Danny wants to make all the future investment decisions and create new features using data.

Danny has provided an entity relationship diagram of his database as below:

image


Questions and Solutions

A. Customer Journey

Based on the 8 sample customers provided in the sample from the subscriptions table, write a brief description of each customer’s onboarding journey.

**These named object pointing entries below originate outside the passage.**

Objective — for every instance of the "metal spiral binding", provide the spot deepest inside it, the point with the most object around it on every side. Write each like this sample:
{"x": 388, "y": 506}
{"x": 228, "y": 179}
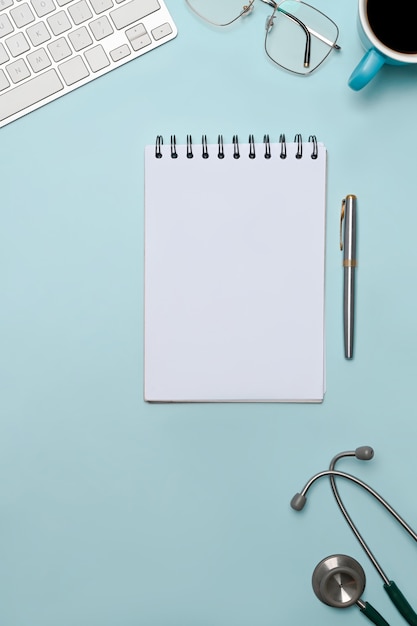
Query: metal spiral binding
{"x": 159, "y": 142}
{"x": 189, "y": 147}
{"x": 236, "y": 153}
{"x": 236, "y": 148}
{"x": 267, "y": 144}
{"x": 205, "y": 153}
{"x": 283, "y": 153}
{"x": 220, "y": 153}
{"x": 252, "y": 153}
{"x": 174, "y": 153}
{"x": 315, "y": 152}
{"x": 299, "y": 141}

Table: subscriptions sample

image

SELECT 
    s.customer_id, s.start_date, p.plan_name
FROM
    subscriptions s
        JOIN
    plans p ON s.plan_id = p.plan_id
    WHERE customer_id in (1,2,11,13); 

Answer:

customer_id start_date plan_name
1 2020-08-01 trail
1 2020-08-08 basic monthly
2 2020-09-20 trial
2 2020-09-27 pro annual
11 2020-11-19 trial
11 2020-11-26 churn
13 2020-12-15 trial
13 2020-12-22 basic monthly
13 2021-03-29 pro monthly
  • All customers from the sample start by joining the 7-day free trial, and then, are changed to one of the paid subscription plans. Some customers might also cancel right after the free trial ends.
  • customer_id with 1, 2, 11, and 13 are selected as examples.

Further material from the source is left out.